To make this possible, a large vacuum vessel encloses all endstation components of the sample environment. The necessity to maintain samples at cryogenic temperatures during storage and data collection in vacuum requires the use of thermally conductive sample holders. This facilitates efficient heat removal to ensure sample cooling to approximately 50 K. The current protocol describes the procedures used for sample preparation and transfer of samples into vacuum on beamline I23. Ensuring uniformity in practices and methods already established within the macromolecular crystallography community, sample cooling to liquid nitrogen temperature can be performed in any laboratory setting equipped with standard MX tools.
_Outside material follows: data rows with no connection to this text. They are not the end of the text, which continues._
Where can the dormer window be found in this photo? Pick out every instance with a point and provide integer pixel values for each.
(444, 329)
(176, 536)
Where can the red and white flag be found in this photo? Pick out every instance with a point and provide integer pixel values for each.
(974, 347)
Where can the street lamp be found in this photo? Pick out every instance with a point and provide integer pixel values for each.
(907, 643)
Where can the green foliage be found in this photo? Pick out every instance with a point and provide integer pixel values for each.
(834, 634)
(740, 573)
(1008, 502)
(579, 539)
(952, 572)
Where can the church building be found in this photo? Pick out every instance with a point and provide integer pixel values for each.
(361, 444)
Cryogenic storage and transport of samples only require standard commercially available equipment. Specialized equipment is required for the transfer of cryogenically cooled crystals from liquid nitrogen into the vacuum endstation. Bespoke sample handling tools and a dedicated Cryogenic Transfer System (CTS) have been developed in house. Diffraction data collected on samples prepared using this protocol show excellent merging statistics, indicating that the quality of samples is unaltered during the procedure. This opens unique opportunities for in-vacuum MX in a wavelength range beyond standard synchrotron beamlines.
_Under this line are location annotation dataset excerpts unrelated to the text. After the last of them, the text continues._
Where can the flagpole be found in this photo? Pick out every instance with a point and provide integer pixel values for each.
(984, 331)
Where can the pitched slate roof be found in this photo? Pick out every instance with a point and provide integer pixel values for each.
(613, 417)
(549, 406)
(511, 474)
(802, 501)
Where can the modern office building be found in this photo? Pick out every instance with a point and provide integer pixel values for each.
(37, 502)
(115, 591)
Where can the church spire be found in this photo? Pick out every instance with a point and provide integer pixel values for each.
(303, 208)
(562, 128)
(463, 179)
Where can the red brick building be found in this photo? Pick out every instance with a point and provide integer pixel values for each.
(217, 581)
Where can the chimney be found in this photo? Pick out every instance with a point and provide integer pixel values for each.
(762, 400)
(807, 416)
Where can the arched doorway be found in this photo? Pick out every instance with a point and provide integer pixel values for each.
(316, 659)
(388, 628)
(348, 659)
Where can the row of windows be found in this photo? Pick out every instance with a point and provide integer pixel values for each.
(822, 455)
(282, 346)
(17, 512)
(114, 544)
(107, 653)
Long-wavelength X-ray diffraction is used to harness the anomalous scattering properties of specific light atoms natively present in macromolecules. This helps to solve the crystallographic phase problem and to unambiguously confirm the identity and location of such elements within macromolecules. While in the early days of macromolecular crystallography, de novo structures were solved by multiple isomorphous replacement1, with the advent of tunable X-ray beamlines at synchrotrons, experimental phasing based on multi-wavelength and single-wavelength (SAD) anomalous diffraction techniques have become the dominant methods2. Both methods have historically relied on the isomorphous or anomalous signal from heavy metals, which need to be artificially introduced into the crystals by co-crystallization or crystal soaking3. The trial-and-error approach and unpredictable outcome can make these experiments frustratingly time-consuming. The incorporation of seleno-methionine during protein expression4 is a very elegant way to overcome these limitations and exploit anomalous diffraction at short wavelengths, although it can be very challenging in eukaryotic protein expression systems.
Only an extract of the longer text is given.